Tours will begin at the visitors center, where a copy
of the Emancipation Proclamation will be displayed,
as well as exhibits on such subjects as wartime Washington,
Lincoln's presidency, and the history of the
Soldiers' Home. In one room, visitors will sit
around a large wooden table similar to the one used
by Lincoln's Cabinet, where an interactive computer
program will allow them to assume the role of a Cabinet
member and debate emancipation. At the cottage, visitors
in guided groups of 15 will walk through the rooms,
where they can sit at a facsimile of Lincoln's
desk (commissioned by the Trust), or view a stack
of his favorite books in the library. Without the
distraction of fully decorated rooms, visitors will
be free to ponder how the site might have informed
Lincoln's views on emancipation and the war.
"Historians might build engaging narratives out
of their evidence in order to help readers imagine
the past," Matthew Pinsker writes, "but
for many the inspiration of a place stands unmatched.

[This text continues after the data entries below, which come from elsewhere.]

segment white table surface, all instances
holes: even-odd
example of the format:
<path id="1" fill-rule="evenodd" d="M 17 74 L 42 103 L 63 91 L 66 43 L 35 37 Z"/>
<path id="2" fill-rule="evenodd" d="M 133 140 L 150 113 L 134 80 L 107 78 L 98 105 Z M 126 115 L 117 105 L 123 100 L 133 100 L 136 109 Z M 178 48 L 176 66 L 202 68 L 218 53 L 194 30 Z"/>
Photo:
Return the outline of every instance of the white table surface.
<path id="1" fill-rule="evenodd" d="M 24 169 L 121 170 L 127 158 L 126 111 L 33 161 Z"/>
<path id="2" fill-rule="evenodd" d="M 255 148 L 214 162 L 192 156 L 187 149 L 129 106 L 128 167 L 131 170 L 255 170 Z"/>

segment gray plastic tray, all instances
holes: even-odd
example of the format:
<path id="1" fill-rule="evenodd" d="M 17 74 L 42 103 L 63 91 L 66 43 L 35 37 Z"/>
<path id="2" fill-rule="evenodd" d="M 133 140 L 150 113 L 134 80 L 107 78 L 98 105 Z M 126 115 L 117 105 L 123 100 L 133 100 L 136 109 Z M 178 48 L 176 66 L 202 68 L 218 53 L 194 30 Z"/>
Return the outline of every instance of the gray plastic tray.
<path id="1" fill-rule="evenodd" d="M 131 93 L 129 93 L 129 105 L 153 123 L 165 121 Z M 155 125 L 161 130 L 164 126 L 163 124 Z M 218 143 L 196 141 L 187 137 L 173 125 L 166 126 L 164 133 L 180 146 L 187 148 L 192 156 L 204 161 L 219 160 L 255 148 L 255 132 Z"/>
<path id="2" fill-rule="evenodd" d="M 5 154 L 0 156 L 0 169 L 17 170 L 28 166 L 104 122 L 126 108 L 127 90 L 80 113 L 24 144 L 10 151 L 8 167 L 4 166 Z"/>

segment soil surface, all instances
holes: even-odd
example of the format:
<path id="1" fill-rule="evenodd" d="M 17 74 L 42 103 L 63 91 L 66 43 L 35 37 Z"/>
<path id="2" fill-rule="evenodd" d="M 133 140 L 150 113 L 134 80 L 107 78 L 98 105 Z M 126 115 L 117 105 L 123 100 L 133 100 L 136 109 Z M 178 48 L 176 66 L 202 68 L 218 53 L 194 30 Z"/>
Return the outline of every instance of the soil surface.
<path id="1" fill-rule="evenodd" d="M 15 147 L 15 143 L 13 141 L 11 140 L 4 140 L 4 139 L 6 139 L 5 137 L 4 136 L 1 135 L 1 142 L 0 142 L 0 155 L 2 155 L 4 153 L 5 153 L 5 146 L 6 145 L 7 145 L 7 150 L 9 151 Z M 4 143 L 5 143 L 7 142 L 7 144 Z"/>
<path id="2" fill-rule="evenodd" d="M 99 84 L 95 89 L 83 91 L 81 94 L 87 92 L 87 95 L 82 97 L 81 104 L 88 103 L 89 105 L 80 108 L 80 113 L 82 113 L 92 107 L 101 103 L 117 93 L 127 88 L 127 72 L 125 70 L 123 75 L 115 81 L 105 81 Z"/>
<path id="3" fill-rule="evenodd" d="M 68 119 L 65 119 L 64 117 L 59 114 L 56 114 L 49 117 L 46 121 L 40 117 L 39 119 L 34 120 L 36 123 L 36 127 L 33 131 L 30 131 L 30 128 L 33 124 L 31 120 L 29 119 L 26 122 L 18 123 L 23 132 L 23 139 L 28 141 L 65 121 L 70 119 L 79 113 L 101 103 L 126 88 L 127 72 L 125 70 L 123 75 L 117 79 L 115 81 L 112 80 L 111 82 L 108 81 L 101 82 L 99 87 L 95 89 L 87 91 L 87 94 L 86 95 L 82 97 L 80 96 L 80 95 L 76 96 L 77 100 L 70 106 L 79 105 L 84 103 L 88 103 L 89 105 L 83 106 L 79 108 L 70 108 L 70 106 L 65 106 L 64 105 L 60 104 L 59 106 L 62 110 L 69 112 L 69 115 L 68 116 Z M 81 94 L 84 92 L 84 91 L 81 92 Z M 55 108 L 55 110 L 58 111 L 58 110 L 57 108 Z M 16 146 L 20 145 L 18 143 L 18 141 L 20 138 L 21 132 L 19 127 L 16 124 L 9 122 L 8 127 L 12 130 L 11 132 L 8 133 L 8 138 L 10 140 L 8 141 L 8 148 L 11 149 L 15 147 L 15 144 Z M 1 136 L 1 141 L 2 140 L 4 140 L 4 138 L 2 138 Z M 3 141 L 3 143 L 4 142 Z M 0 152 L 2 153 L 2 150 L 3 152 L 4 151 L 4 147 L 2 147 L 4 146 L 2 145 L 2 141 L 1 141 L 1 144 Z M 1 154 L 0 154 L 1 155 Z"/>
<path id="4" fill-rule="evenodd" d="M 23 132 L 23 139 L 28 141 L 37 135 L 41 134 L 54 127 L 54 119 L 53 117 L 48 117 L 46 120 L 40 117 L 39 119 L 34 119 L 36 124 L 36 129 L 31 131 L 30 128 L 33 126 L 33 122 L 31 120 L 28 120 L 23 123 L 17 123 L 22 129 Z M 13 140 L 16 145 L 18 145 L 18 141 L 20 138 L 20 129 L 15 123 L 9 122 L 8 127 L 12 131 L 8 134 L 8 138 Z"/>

Visitors cannot see the president any longer, but
they certainly can see where he walked and lived.
They can pass the gravestones that he passed in the
summer before his journey to Gettysburg, or they can
trot up and down the stairs where his oversized slippers
once shuffled."
Among the many Lincoln-related sites, the cottage
may be the only place where one can take the full
measure of the man as he confronted a nation divided.
The White House remains a functioning office; Ford's
Theatre interprets the act of an assassin. But at
the cottage, we visit a place where Lincoln, his family
and books nearby, had the mental clarity necessary
to encourage the nation to bind up its wounds, ensuring
its survival.
Lincoln visited the cottage for the last time on April
13, 1865. His face pale and drawn, he must have imagined
how pleasant it would be to spend the coming summer
there, with the war over, the slaves freed, and the
Union whole again. Perhaps the tension in his shoulders
had begun to ease. He and Mary even had plans to see
a comedy at Ford's Theatre the next night. For
one moment at the cottage, a moment much too brief,
all was well.
Kim A. O'Connell is a writer in Arlington, Va.